Despite the perception that hackers are a company’s biggest cybersecurity threat, insiders, including careless or naive employees, are now viewed as an equally important problem, according to a survey by Dimensional Research.
Researchers found that 49 percent of IT security professionals surveyed are more concerned about internal threats than external threats. Malware installed unintentionally by employees was the top concern of respondents, ahead of stolen or compromised credentials, snatched data and abuse of admin privileges.
“Internal threats are emerging as equally as important as external threats, according to respondents. This means that an employee cutting corners to get their job done more efficiently is viewed as potentially just as dangerous as a malicious external hacker,” said Diane Hagglund, founder and principal of Dimensional Research. “Yet these views aren’t reflected in the allocation of security budgets, which is traditionally focused on perimeter security.”
In addition to concerns about insider threats, the report also analyzed cybersecurity training and end user engagement programs. While 95 percent of the companies surveyed provide end user security training, only 10 percent believe the training is very effective.

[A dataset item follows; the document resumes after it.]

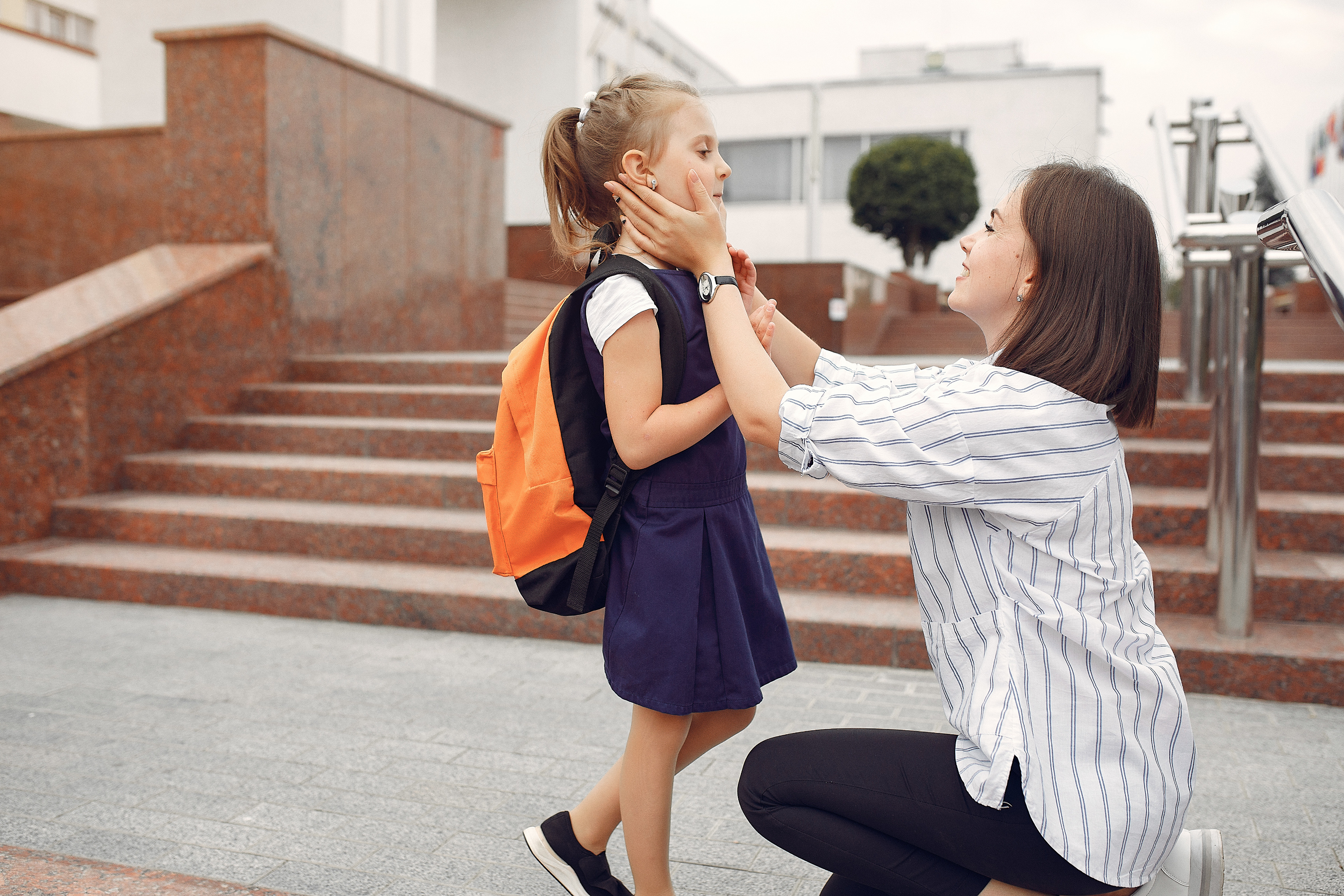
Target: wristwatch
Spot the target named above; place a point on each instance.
(710, 285)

“Intentional or not, insider threats are real,” says Ajit Sancheti, CEO of Preempt. “Without real-time prevention solutions and improved employee engagement, these threats will not only increase, but find more sophisticated ways to infiltrate and navigate a network. The future of security practices rely on the ability to not only understand users and anticipate attacks, but also how to mitigate threats as quickly as possible.”
Insider threats are a growing problem for enterprises:
- About half (49 percent) are more concerned about internal threats than external threats.

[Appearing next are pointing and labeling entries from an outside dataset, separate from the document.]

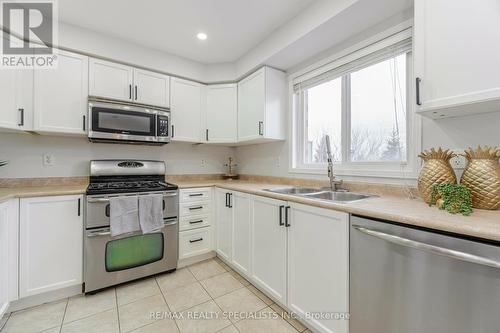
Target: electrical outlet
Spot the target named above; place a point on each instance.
(48, 160)
(458, 162)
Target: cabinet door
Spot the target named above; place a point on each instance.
(60, 103)
(318, 274)
(16, 99)
(110, 80)
(222, 110)
(186, 107)
(269, 247)
(456, 56)
(241, 231)
(4, 258)
(51, 237)
(251, 106)
(223, 224)
(151, 88)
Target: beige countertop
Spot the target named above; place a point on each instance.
(482, 223)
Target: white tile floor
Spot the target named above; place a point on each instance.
(201, 293)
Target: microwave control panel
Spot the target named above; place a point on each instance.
(162, 126)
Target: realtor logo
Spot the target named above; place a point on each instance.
(28, 34)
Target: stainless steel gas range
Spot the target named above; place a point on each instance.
(112, 260)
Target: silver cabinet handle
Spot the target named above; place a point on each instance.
(21, 117)
(417, 91)
(97, 200)
(98, 233)
(107, 232)
(429, 248)
(107, 199)
(196, 240)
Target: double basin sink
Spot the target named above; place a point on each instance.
(323, 195)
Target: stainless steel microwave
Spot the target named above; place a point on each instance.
(116, 122)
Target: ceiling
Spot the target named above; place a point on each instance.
(233, 26)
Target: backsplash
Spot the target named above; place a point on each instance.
(71, 156)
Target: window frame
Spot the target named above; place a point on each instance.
(374, 169)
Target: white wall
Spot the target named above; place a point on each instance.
(72, 155)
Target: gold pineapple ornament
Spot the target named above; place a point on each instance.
(436, 170)
(482, 177)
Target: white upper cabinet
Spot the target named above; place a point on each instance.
(16, 99)
(187, 104)
(60, 95)
(457, 48)
(50, 244)
(318, 265)
(222, 113)
(151, 88)
(110, 80)
(269, 248)
(261, 106)
(125, 83)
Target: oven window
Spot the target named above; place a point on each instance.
(134, 251)
(124, 122)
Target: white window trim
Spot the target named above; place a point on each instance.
(395, 170)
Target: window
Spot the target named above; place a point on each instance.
(363, 107)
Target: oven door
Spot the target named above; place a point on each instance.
(110, 260)
(110, 121)
(98, 208)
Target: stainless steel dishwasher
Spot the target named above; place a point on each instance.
(408, 280)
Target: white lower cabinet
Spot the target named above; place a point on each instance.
(269, 247)
(50, 243)
(297, 254)
(194, 242)
(241, 204)
(4, 258)
(224, 217)
(195, 215)
(318, 261)
(9, 232)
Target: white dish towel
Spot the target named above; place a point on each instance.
(124, 215)
(151, 213)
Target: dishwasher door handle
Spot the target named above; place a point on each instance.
(442, 251)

- Top concerns are malware installed by careless employees (73 percent), stolen or compromised credentials (66 percent), stolen data (65 percent), and abuse of admin privileges (63 percent).
- The majority of security professionals (87 percent) are most concerned about naive individuals or employees who bend the rules to get their job done; only 13 percent are more concerned about malicious insiders who intend to do harm.

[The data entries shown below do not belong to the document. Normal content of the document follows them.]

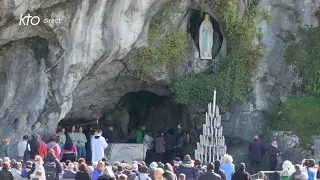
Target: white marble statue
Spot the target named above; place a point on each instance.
(206, 38)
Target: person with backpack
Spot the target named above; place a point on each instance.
(218, 170)
(52, 167)
(23, 148)
(38, 166)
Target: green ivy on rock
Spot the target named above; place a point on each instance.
(236, 68)
(300, 115)
(305, 58)
(167, 50)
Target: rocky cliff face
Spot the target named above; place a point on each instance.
(85, 63)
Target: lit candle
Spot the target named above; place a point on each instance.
(204, 129)
(210, 155)
(214, 102)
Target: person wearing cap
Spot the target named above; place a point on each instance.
(4, 148)
(34, 146)
(241, 173)
(128, 172)
(257, 151)
(5, 173)
(210, 174)
(69, 173)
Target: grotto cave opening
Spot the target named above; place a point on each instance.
(134, 109)
(195, 19)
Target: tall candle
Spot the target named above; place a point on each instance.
(204, 129)
(214, 101)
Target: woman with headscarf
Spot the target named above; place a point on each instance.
(69, 150)
(218, 170)
(228, 166)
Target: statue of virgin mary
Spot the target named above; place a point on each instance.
(206, 38)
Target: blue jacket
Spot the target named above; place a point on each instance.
(95, 174)
(228, 169)
(189, 170)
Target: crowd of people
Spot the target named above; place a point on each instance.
(80, 155)
(50, 168)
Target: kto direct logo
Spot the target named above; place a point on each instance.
(35, 20)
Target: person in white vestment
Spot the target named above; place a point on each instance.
(98, 145)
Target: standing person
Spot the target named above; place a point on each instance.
(160, 146)
(38, 162)
(170, 140)
(210, 174)
(98, 145)
(24, 149)
(52, 167)
(228, 166)
(4, 148)
(187, 168)
(241, 173)
(297, 174)
(273, 152)
(88, 133)
(81, 144)
(218, 170)
(98, 170)
(62, 137)
(54, 146)
(140, 134)
(148, 144)
(73, 135)
(69, 151)
(5, 173)
(182, 138)
(256, 150)
(34, 146)
(43, 149)
(108, 134)
(83, 173)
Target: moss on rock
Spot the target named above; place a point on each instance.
(300, 115)
(305, 58)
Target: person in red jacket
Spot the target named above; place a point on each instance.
(53, 145)
(43, 149)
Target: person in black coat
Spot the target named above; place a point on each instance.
(256, 150)
(241, 173)
(52, 159)
(273, 152)
(5, 174)
(34, 146)
(88, 132)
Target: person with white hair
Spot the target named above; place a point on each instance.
(69, 173)
(38, 161)
(228, 166)
(287, 170)
(158, 173)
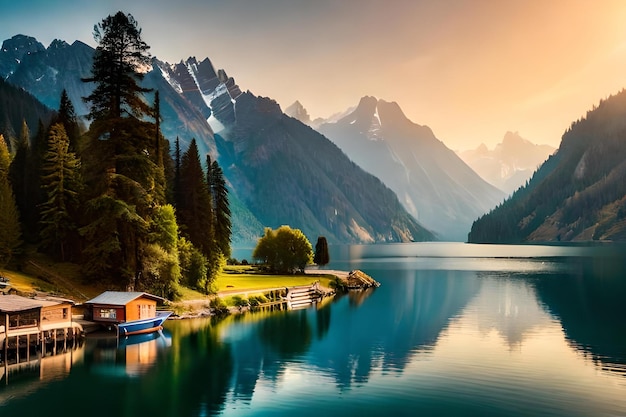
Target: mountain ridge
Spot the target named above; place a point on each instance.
(578, 194)
(432, 182)
(196, 98)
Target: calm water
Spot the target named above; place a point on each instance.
(451, 331)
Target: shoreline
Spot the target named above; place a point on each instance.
(350, 281)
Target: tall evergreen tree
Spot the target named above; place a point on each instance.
(10, 232)
(194, 206)
(321, 256)
(67, 117)
(61, 181)
(221, 210)
(122, 173)
(120, 56)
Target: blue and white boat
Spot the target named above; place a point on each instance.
(129, 312)
(144, 325)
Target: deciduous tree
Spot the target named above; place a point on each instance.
(284, 250)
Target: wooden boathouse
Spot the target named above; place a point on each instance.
(31, 324)
(112, 307)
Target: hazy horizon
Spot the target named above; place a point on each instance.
(469, 69)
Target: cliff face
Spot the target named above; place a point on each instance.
(579, 193)
(431, 181)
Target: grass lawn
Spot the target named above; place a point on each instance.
(246, 278)
(26, 283)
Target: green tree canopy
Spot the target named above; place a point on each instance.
(120, 56)
(321, 252)
(221, 210)
(194, 208)
(284, 250)
(10, 233)
(62, 182)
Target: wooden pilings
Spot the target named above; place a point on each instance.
(17, 348)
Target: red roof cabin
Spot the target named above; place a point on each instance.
(130, 312)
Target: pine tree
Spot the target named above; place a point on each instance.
(194, 206)
(67, 117)
(61, 181)
(124, 181)
(221, 209)
(10, 233)
(321, 252)
(119, 57)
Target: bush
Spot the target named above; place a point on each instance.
(219, 307)
(284, 250)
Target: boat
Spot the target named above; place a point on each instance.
(142, 326)
(127, 312)
(4, 282)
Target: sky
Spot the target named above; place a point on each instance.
(471, 70)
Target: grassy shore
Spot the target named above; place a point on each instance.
(64, 279)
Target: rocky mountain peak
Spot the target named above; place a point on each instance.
(13, 51)
(298, 112)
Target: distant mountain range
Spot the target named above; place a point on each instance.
(431, 181)
(279, 170)
(510, 164)
(578, 194)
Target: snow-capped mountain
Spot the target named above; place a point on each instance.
(279, 170)
(510, 164)
(432, 182)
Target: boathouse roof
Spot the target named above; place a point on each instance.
(121, 298)
(11, 303)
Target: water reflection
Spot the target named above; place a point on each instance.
(130, 356)
(589, 302)
(454, 336)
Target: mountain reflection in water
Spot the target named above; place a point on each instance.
(443, 335)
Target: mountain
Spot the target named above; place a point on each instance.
(432, 182)
(578, 194)
(279, 170)
(14, 49)
(510, 164)
(298, 112)
(17, 106)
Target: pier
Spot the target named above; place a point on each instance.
(31, 328)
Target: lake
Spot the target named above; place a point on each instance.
(454, 330)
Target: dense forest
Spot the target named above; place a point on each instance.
(110, 197)
(578, 194)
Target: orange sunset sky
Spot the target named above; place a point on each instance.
(471, 70)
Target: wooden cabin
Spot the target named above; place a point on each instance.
(113, 307)
(33, 322)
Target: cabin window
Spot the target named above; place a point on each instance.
(24, 319)
(146, 311)
(108, 313)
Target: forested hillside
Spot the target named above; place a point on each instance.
(16, 107)
(577, 194)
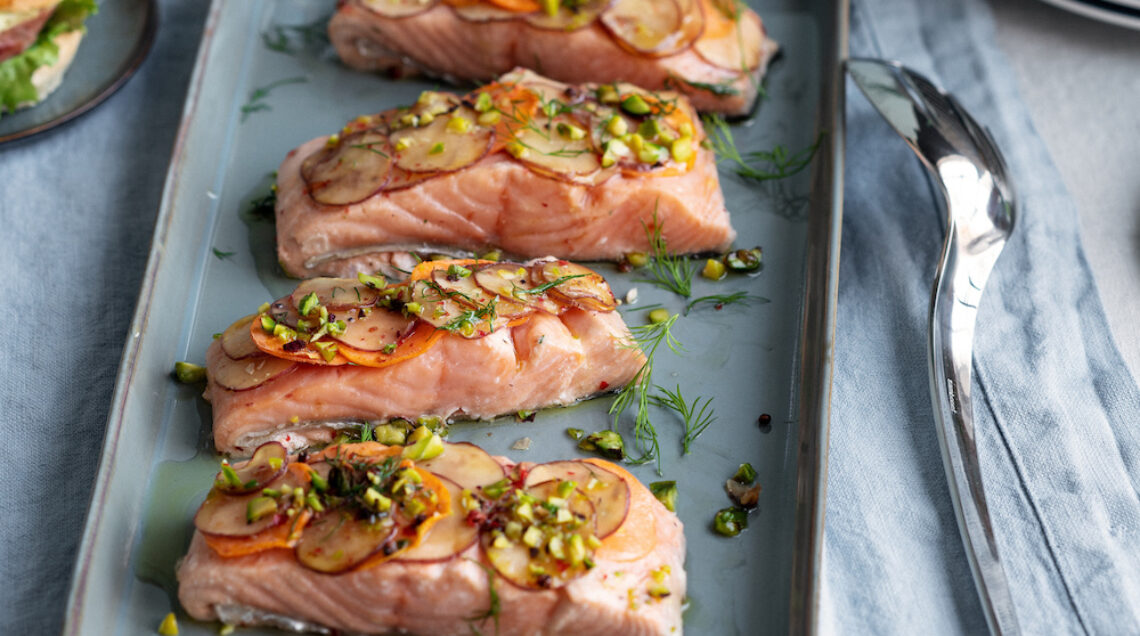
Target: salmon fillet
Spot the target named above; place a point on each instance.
(440, 42)
(502, 203)
(444, 597)
(553, 357)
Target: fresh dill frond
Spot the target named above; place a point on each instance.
(649, 337)
(759, 165)
(695, 416)
(721, 300)
(257, 96)
(669, 271)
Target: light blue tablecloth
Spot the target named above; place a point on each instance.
(1057, 409)
(1057, 418)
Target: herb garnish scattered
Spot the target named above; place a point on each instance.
(258, 96)
(649, 337)
(759, 165)
(721, 300)
(669, 271)
(695, 416)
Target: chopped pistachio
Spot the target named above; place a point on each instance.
(666, 491)
(458, 124)
(188, 373)
(426, 447)
(635, 105)
(608, 94)
(327, 350)
(318, 482)
(714, 269)
(682, 149)
(260, 507)
(532, 537)
(377, 502)
(730, 521)
(374, 282)
(651, 153)
(457, 271)
(309, 303)
(570, 131)
(483, 103)
(743, 260)
(658, 316)
(607, 443)
(169, 625)
(650, 128)
(617, 125)
(637, 259)
(744, 474)
(390, 434)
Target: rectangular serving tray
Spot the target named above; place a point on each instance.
(211, 263)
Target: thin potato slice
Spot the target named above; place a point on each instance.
(540, 567)
(399, 8)
(649, 27)
(449, 536)
(377, 329)
(336, 293)
(267, 464)
(605, 489)
(250, 372)
(236, 341)
(578, 284)
(731, 43)
(568, 18)
(349, 171)
(444, 145)
(465, 464)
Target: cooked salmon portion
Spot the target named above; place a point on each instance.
(591, 182)
(472, 355)
(715, 51)
(634, 583)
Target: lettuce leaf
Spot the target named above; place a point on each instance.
(16, 86)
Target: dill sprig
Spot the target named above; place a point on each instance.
(669, 271)
(759, 165)
(257, 96)
(721, 300)
(649, 337)
(695, 416)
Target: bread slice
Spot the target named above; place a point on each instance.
(47, 79)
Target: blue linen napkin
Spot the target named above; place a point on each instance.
(76, 213)
(1057, 409)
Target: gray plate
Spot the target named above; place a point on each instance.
(117, 40)
(772, 357)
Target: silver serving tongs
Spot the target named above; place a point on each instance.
(979, 204)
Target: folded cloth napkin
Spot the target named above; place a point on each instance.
(1056, 407)
(78, 208)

End user engagement is critical to the success of security programs:
- While 95 percent provide end user security training, only 10 percent believe the training is very effective.
- 81 percent say end users are willing to learn, but only 25 percent say they are willing to put in the effort to learn.
- 66 percent see value in providing real-time training and feedback when an end user does something they shouldn’t.
Security teams need additional solutions and approaches to help protect from insider threats:
- Only 10 percent describe their security team as lacking necessary skills.
- 64 percent have the skills, but are overworked so can’t respond.
- 91 percent report insiders have access to systems they shouldn’t.
- 70 percent can’t effectively monitor privileged user activities.